Batsman will continue to play Test cricket for national team.
Batsman Younis Khan ended his one-day career after the first day-night international against England in Abu Dhabi on Wednesday, scoring just nine in his last match.
The 37-year-old had wanted to leave the format on a high after he was selected in the 16-man squad for the four-match series against England despite patchy recent form but his wish remained unfulfilled. He fell caught at mid-on by Adil Rashid off seamer Reece Topley.

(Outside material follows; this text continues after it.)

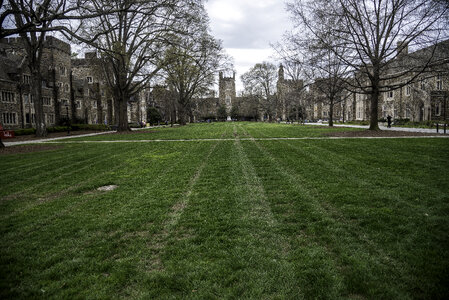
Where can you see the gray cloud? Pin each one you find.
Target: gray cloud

Earlier in the day Khan announced Wednesday’s game would be his 265th one-day international, nearly 16 years after making his debut against Sri Lanka in Karachi in February 2000. He has scored 7,249 runs with seven hundreds and 48 half-centuries in one dayers, but managed just 72 runs in his last six games—all this year.
“He will retire from one-day cricket after Wednesday’s game and he has conveyed this to us,” team manager Intikhab Alam told AFP earlier in the day.
Khan had retired from Twenty20 cricket after leading Pakistan to the World Twenty20 title in England in 2009. He was subsequently out of the one-day squad for most of 2013 before being selected for the tour of Sri Lanka in June last year. He managed to score just three in the only match before he had to return home following the death of his nephew.
Dropped from the one-day team against Australia last year, Khan smashed a total of 468 in the 2-0 Test win against Australia that forced the selectors to recall him to the one-day team. But he failed miserably in the World Cup 2015, managing 6, nought and 37 in the three matches he played before being dropped from the side again.
Khan said he had consulted with those close to him before reaching the decision. “I am proud to announce that after playing for Pakistan for 15 years I am announcing my retirement. I consulted with my close friends and family members before taking this decision,” he said in a statement. “As a batsman I played a positive role in the team’s wins in one-day cricket and now I realize that it’s time to keep myself away from limited overs cricket. I hope that the young player who takes my place will keep the traditions which I have set on never compromising over discipline and fitness. I thank all my teammates and team management for their cooperation throughout my career,” said Khan, who will continue to play Test cricket.
“It’s always a tough decision for a player to retire. I played my cricket with sincerity and discipline and see Pakistan’s future as bright and am sure that youngsters can fill in. Pakistan became world champions in the past and still has the capacity to become champions of the world again.”